At their Wednesday sentencing, 33-year-old Thomas Tazruk, 30-year-old Billy Bodfish and 58-year-old Willie Bodfish were ordered to pay $3,000 restitution for each of the three kills, for a total bill of $9,000 to be split among them.

The men are residents of the small Inupiat Eskimo village of Wainwright.

The men also were ordered to pay $500 fines each and forfeit their firearms. They pleaded guilty in June to misdemeanor charges that they took the animals during a closed season and failed to salvage the meat.

Prosecutors say only a hind quarter from one of the animals was salvaged and the rest was left as bait.

Both sides seek to drop Alaska abortion lawsuit

JUNEAU, Alaska (AP) — Abortion-rights advocates and the state of Alaska are seeking to dismiss a lawsuit after the state medical board adopted new regulations for abortions after the first trimester.
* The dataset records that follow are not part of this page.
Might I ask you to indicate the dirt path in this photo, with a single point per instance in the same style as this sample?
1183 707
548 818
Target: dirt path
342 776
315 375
Attorneys for Planned Parenthood of the Great Northwest and the Hawaiian Islands and for the state jointly filed a motion asking a judge to dismiss the case brought by Planned Parenthood last year. They say the new regulations render the lawsuit moot.

The state medical board, prodded by the lawsuit, addressed provisions that Planned Parenthood challenged as outdated and unnecessary.

That included eliminating a requirement that two doctors weigh in when a woman wants an abortion after the first trimester.

Study: Suicide is top reason for Alaska gun deaths

JUNEAU, Alaska (AP) — JUNEAU, Alaska (AP) — A new six-year study on guns in Alaska shows the state has one of the top rates of gun deaths and injuries in the U.S.

The Juneau Empire reports the study was published on Wednesday by the Alaska Section of Epidemiology. It examined three statewide databases and found almost 1,500 people were injured or killed by firearms from the start of 2009 to the end of 2015.

Figures compiled by the Centers for Disease Control and Prevention show Alaska’s firearm deaths is the second-highest in the country behind Montana.

Deborah Hull-Jilly, the public health expert who coordinated the study, says the main reason for gun deaths in Alaska is suicide. But the study left unclear whether the presence of firearms contributes to Alaska’s suicides, or if other factors are causing the high rate.

No life sentences without parole for juveniles in Alaska

JUNEAU — A U.S. Supreme Court ruling stating juveniles cannot automatically be sentenced to life in prison without parole has not been an issue in Alaska.

Kaci Schroeder is an assistant attorney general with the Alaska Department of Law, and says the state does not have life without parole for juveniles.

She says that in talking with senior prosecutors and in her research, she could not find that there was ever such a sentence. She says Alaska appears to have consistently had definite terms of imprisonment.

Five years ago, the Supreme Court barred mandatory life-without-parole sentences for anyone younger than 18 convicted of murder. Last year, the court made its ruling retroactive, saying the more than 2,000 offenders serving such sentences must get a chance at resentencing. Many states are grappling with the issue.